Infinite 'hex': is a win always achievable?

No. In fact, it is possible to color the entire unit square red and blue so that there is no nonconstant continuous function $f:[0,1]\to[0,1]\times[0,1]$ whose image is entirely one color. The key observation is that the image of any such nonconstant function is a closed subset of $[0,1]\times[0,1]$ of cardinality $\mathfrak{c}$, and there are only $\mathfrak{c}$ such closed subsets. You can then construct a coloring by transfinite induction so that each such set has both a red point and a blue point.

In detail, let $(X_\alpha)_{\alpha<\mathfrak{c}}$ be an enumeration of all the closed subsets of $[0,1]\times[0,1]$ of cardinality $\mathfrak{c}$. We define sequences $(r_\alpha)_{\alpha<\mathfrak{c}}$ and $(b_\alpha)_{\alpha<\mathfrak{c}}$ by induction. Having defined $r_\beta$ and $b_\beta$ for all $\beta<\alpha$, define $r_\alpha$ and $b_\alpha$ to be two distinct points of $X_\alpha$ which are not equal to $r_\beta$ or $b_\beta$ for any $\beta<\alpha$. This is possible since we have chosen fewer than $\mathfrak{c}$ points so far, and $X_\alpha$ has cardinality $\mathfrak{c}$.

We thus obtain two disjoint sets $R=\{r_\alpha\}_{\alpha<\mathfrak{c}}$ and $B=\{b_\alpha\}_{\alpha<\mathfrak{c}}$ which each intersect every $X_\alpha$. Color all the points in $R$ red, and all the points in $B$ blue, and all the points that are in neither $R$ nor $B$ however you want. Then neither the red points nor the blue points contain any $X_\alpha$, and thus neither contains the image of a nonconstant continuous function $f:[0,1]\to[0,1]\times[0,1]$.

---

However, it is true that at most one of your conditions (a) and (b) are true. See this answer to an earlier question for a proof. (The proof there assumes the endpoints of the paths are the corners of the square, but a similar argument works in general. Or, you can apply a homeomorphism of the square that sends the endpoints of the paths to the corners.)

Color $(x,y)\in[0,1]^2$ red if $x=0$ or $y=1/2\cdot\sin(1/x)$. Color everything else blue.

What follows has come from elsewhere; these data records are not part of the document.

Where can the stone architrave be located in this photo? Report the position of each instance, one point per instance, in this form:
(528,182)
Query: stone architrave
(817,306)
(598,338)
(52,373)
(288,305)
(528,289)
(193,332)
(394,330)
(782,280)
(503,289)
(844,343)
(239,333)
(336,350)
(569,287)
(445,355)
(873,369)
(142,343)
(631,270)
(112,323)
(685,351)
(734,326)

There are no paths of either color connecting its respective edges.

Note that the red path does not "reach" the line $x=0$. See also this post and the counterexample in the answers: "Intermediate Value Theorem" for curves

Okay, thinking about it more has gotten me this answer:

Consider the colouring:

$(x,0)$ is always blue

For each natural number n,

$(\frac{1}{n},y)$ is blue iff $\frac{1}{n}\leq y$, and everything else is red.